Akiva leaned into the pause, let the tension linger.

“Then I saw,” he said, “as if watching on a screen, what had happened in that house, how over time, it filled with our children and their friends. The kitchen became our happy place, the fireplaces were so charming. It was five minutes total, but I replayed 25 years of real life and felt myself feeling calm and happy, and then I opened my eyes and looked around the new house, the too-white walls with no pictures yet, windows that don’t creak, a floor that doesn’t yet play tricks with the sunlight, and I let myself imagine.”   

He stopped again and noticed that Rina had tears in her eyes. Every face in the room was turned in his direction, expressions open.

“And then I imagined the same things happening here: eineklach filling the empty living room, laughter and singing and yes, arguing and tears too, sometimes, because that also happens in a real home, life isn’t just a kumzitz…”

He paused again, and feeling like he could afford it, he meandered again. “Look, we’re all old enough here to admit it, right? We’ve seen a few tears over the years, but we’re also mature enough to know that the tears are part of the song.”

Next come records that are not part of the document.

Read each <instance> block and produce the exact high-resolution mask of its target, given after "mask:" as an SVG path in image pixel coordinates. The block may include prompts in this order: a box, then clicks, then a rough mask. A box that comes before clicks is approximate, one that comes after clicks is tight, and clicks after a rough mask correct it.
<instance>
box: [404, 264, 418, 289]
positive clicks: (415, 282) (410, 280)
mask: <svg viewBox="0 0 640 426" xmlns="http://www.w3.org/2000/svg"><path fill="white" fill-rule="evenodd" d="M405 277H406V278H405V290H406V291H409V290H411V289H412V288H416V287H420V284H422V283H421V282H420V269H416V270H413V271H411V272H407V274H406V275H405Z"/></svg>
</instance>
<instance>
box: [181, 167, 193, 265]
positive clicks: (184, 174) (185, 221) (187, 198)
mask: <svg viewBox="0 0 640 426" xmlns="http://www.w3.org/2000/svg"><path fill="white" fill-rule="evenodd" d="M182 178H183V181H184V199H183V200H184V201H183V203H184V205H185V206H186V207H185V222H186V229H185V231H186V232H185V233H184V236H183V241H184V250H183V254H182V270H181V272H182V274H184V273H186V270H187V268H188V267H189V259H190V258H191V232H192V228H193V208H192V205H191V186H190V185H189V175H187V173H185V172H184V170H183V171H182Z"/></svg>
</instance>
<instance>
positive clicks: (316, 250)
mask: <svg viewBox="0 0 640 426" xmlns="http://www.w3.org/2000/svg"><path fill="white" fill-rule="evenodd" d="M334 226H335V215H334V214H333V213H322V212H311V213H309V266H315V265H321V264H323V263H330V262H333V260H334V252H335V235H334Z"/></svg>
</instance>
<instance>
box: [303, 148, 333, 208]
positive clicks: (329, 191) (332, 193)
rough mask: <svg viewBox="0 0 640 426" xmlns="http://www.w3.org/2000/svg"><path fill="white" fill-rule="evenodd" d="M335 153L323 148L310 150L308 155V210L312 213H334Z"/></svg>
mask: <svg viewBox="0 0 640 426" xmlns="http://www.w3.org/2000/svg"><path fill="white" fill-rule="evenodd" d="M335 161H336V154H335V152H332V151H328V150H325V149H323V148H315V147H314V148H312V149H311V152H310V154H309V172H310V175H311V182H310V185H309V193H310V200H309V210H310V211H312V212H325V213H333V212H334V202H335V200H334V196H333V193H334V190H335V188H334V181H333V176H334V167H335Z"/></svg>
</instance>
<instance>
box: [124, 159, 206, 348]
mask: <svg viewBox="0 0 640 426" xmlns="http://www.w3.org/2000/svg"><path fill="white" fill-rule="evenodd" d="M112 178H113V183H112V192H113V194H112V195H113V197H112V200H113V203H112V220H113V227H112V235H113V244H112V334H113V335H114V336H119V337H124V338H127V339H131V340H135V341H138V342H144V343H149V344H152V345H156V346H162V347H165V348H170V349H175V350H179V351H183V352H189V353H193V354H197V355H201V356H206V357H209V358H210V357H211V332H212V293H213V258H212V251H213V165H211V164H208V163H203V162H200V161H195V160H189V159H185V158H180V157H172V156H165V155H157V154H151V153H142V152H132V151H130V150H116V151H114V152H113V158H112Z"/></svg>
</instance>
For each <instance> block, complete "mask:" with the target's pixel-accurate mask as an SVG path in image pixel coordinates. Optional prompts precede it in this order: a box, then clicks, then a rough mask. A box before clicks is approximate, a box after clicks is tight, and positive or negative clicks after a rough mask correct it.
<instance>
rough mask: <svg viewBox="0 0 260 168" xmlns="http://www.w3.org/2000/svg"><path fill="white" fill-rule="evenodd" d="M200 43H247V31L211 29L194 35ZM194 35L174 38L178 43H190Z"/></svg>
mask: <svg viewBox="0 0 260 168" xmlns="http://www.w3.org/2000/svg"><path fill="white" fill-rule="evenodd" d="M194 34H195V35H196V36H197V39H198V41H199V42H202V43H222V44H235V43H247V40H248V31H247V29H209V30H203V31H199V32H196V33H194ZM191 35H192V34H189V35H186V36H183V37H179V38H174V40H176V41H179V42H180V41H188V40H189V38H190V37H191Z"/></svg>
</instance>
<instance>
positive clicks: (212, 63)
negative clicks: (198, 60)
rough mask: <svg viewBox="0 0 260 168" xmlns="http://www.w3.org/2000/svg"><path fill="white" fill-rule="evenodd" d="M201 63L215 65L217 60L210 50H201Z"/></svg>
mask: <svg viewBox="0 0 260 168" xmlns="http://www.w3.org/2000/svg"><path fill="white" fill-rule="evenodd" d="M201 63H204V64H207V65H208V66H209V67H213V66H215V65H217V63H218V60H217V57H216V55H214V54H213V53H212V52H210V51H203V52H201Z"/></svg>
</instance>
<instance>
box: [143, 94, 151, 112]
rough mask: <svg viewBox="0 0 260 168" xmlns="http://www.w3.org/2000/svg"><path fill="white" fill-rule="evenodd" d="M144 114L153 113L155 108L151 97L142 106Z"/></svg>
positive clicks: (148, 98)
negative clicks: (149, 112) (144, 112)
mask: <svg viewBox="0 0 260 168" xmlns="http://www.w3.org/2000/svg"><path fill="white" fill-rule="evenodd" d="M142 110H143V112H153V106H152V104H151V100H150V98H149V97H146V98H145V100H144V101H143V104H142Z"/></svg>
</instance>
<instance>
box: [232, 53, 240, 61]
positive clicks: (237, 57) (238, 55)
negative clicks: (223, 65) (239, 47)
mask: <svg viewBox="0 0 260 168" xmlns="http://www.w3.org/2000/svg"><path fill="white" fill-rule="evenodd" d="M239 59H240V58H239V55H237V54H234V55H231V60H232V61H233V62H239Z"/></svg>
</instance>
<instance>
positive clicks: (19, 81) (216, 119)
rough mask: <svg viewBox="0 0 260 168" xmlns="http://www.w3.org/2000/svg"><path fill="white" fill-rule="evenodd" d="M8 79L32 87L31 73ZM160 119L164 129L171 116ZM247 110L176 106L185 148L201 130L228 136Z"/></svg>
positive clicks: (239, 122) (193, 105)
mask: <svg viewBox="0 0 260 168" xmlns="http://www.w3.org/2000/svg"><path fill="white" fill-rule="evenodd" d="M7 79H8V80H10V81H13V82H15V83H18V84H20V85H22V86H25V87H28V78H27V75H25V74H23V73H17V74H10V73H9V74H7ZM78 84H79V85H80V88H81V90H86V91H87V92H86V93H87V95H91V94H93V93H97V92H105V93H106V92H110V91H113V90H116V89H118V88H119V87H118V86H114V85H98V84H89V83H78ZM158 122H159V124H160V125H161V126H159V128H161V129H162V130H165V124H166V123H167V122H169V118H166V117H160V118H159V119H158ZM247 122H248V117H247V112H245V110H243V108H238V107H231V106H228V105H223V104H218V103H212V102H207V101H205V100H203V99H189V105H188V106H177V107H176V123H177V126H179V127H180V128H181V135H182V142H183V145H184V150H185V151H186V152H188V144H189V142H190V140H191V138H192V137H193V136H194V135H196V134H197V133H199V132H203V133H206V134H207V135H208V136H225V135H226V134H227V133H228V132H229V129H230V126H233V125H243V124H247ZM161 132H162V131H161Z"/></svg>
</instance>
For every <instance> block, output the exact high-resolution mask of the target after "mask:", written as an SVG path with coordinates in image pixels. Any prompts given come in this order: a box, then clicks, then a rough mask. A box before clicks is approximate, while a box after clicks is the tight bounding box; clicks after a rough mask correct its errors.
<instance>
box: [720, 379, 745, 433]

A woman in the front row exhaled loudly, overcome by emotion, and the women seated near her smiled understandingly. 

“The point is, life flows a certain way and the happiest people are those who flow along, and that’s our avodah here, really. To hold on to the beauty of what was and to let it join us here, to ride with what the Ribbono shel Olam has in store for us while holding on to whatever made us happy before we came. It might be different, but it will happen again.”

This whole speech was totally not his style. He wanted to talk about Mrs. Wexler and flexibility and Dr. Foster’s Rule of Elasticity and follow the predictable script, but he had gone somewhere else and it was working.

Late that night, he would sit by his computer and try to write it up, breaking down the message to bullet-points and developing each one, but he couldn’t find any real message, just words.

Clearly the people here wanted something, and he would try to find out what it was.

 

Chaim Brucker looked up from his Gemara and smiled at Shaindy. 

“How was the shiur?” he asked.

She sat down across from him and he graciously closed his sefer, placing an envelope inside to hold the place.

“Chaim, it was so weird, like he speaks nicely, but it wasn’t what we’re used to. No real devar Torah, no chizuk, it was all so emotional, like he was rambling about what it’s like to move, basically.”

“Aha, aha,” he said vaguely. Her tone was making him uncomfortable. She could tell. “Did the oilam like it?”

She spoke fiercely. “Yes, they loved it. That’s the problem.”

“What problem, Shaindy?”

She shook her head and said she was exhausted and then it was quiet again.